D’un pas décidé ils prirent l’allée centrale, contournèrent le château et longèrent la pelouse qui descendait en vagues vertes impeccablement tondues ponctuées de sapin taillés en cône et de buis minuscules entourant des massifs de fleurs jusqu’à tout là bas au fond où la ville reprenait au delà des hautes grilles.
Ils passèrent le bassin qui miroitait en contrebas, au-delà de la cime sagement cubique des marronniers qui commençaient à déployer leurs petites feuilles vert tendre. Une autre allée en pente s’engageait sur la gauche sous des arbres déjà bien fournis qui ménageaient une ombre tiède et aquatique après l’éblouissement du grand soleil. Ils la prirent et arrivèrent au niveau du bassin tout en longueur. Quelques canards nageaient paresseusement. Ils attrapaient les morceaux de pain lancés par des enfants qui riaient de les voir plonger leur bec d’un mouvement décidé vers la proie qui pourtant aurait été bien en peine de leur échapper. Des mères et des nounous veillaient à éviter les bains imprévus.

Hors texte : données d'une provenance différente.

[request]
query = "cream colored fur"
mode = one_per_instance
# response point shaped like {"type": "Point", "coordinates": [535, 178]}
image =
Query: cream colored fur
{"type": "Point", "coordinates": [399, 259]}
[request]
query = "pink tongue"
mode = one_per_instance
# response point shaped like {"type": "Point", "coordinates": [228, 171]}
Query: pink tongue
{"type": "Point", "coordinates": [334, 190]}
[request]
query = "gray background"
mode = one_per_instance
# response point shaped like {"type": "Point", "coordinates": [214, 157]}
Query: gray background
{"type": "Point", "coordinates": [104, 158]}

Un peu plus loin un cygne s’était aventuré sur la terre ferme et faisait une sieste sur l’herbe, entouré d’un cercle d’admirateurs. Un embranchement sur la droite s’ouvrait dans la haie, et ils s’y dirigèrent, en personnes sachant exactement où elles vont.

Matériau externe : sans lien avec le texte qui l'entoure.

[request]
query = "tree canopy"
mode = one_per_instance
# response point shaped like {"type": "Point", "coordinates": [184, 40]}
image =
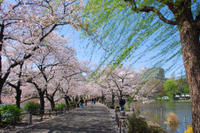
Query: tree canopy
{"type": "Point", "coordinates": [127, 35]}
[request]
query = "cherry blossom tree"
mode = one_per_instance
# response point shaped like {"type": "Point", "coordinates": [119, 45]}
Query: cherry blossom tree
{"type": "Point", "coordinates": [27, 23]}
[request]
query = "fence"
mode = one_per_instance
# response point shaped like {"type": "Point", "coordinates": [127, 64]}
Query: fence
{"type": "Point", "coordinates": [29, 117]}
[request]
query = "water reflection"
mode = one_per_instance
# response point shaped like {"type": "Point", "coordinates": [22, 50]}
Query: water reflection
{"type": "Point", "coordinates": [159, 111]}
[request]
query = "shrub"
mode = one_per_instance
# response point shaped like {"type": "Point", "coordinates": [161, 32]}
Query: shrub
{"type": "Point", "coordinates": [10, 114]}
{"type": "Point", "coordinates": [137, 125]}
{"type": "Point", "coordinates": [60, 107]}
{"type": "Point", "coordinates": [72, 102]}
{"type": "Point", "coordinates": [32, 107]}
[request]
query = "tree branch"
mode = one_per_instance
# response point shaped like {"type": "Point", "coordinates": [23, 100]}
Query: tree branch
{"type": "Point", "coordinates": [148, 9]}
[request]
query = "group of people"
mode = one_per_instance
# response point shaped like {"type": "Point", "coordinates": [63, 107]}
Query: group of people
{"type": "Point", "coordinates": [82, 101]}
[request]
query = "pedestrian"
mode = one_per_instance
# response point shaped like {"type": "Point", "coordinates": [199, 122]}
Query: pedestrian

Presque invisible du bord du bassin, un spectacle féerique attendait le visiteur qui s’aventurait là : un jardin carré, clos de haies, abritait une multitude de cerisiers japonais dont c’était la saison de gloire. Tous couronnés d’un nuage de fleurs roses, ils remplissaient d’une barbe à papa parfumée l’enclos herbu entouré et barré en diagonales d’allées sablées.
Le moindre souffle d’air faisait neiger les pétales légers sur le sol, créant une claire flaque éphémère au pied de chaque arbre.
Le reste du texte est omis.